I did not come into Christian Science for physical healing, but because I had always been searching for a demonstrable understanding of God. The teachings of the church in which I had been brought up did not appeal to me as I was not of a religious turn of mind, in the ordinarily accepted sense of the term; but beauty in nature, in music, in poetry, always seemed to point to a great invisible Something from whence that beauty emanated, and which I felt must be God, although it seemed impossible to apprehend or grasp it in any way. As time went on, a friend took up the study of Christian Science, and I soon noticed such a wonderful transformation of character taking place that I realized that a teaching which could produce such results must be the truth.
This has indeed proved to be the case. Christian Science has helped me in every way, physically and otherwise. The knowledge of God and of man's relation to Him, gained through the study of "Science and Health with Key to the Scriptures" by Mrs. Eddy, overcame a condition of extreme, morbid shyness, which had very much troubled me all my life, and replaced it by the consciousness of the one Father-Mother Mind, and of all men as brethren, governed by that Mind. The unreality of a critical and callous disposition as being any part of the God-idea has been proved through the daily endeavor to obey the demand given in Matthew. "First cast out the beam out of thine own eye; and then shalt thou see clearly to cast out the mote out of thy brother's eye." I have often found great courage, when wrestling with these seemingly ingrained temperamental errors of character, in Mrs. Eddy's words on page 100 of "Miscellaneous Writings": "Love's labors are not lost. The five personal senses, that grasp neither the meaning nor the magnitude of self-abnegation, may lose sight thereof; but Science voices unselfish love, unfolds infinite good, leads on irresistible forces, and will finally show the fruits of Love."

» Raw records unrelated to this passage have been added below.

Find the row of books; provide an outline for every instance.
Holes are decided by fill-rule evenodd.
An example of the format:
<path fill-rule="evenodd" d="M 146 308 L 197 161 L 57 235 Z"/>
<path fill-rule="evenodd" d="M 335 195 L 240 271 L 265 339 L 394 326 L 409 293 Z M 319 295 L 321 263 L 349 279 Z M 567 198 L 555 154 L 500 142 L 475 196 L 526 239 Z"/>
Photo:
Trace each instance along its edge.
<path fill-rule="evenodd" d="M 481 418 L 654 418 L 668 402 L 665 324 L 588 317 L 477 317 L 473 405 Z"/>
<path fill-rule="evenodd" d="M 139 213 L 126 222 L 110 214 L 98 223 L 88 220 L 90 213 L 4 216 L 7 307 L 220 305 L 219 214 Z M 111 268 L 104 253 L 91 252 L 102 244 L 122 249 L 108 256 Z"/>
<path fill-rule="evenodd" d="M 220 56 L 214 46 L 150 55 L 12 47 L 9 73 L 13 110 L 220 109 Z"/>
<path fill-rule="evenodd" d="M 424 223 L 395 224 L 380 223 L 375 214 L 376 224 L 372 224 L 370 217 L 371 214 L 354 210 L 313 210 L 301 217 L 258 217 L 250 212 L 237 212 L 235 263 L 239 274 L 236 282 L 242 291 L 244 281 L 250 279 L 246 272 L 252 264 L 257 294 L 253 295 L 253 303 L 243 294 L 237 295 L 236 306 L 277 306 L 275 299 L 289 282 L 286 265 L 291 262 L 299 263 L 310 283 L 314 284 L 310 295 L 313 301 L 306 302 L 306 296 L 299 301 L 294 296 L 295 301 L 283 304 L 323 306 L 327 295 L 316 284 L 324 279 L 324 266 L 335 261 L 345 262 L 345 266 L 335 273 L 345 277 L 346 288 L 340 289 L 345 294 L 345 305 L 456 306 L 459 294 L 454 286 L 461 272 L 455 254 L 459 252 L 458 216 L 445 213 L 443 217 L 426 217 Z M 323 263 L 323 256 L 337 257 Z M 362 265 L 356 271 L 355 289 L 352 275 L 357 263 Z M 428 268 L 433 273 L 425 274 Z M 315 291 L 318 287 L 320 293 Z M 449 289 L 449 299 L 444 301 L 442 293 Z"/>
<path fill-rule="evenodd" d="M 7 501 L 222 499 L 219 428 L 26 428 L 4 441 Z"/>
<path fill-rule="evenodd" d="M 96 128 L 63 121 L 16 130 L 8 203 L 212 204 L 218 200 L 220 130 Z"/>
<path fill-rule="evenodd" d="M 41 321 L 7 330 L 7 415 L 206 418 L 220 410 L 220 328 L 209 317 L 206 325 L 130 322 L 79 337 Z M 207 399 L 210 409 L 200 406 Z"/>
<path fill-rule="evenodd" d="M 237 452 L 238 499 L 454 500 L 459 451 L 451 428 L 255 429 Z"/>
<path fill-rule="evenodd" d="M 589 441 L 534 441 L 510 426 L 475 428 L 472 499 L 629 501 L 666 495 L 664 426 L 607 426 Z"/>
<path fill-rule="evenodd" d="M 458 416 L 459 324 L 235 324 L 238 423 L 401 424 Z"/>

The experience for which I am most grateful, and which I give as it may help some one who is faced with a similar problem, was the instantaneous healing of a very acute sense of sorrow caused by the passing on of a loved one, a sense of blankness and desolation which seemed to increase as years went by. A casual remark one day suddenly awakened me to the fact that it was really a sin to allow this sense of loneliness to continue, for according to the teachings of Christian Science I was actually breaking the First Commandment and dishonoring God if I believed that joy came from a human being and could therefore cease, instead of recognizing Principle as the source of all love and happiness, which must consequently be continuous and eternal.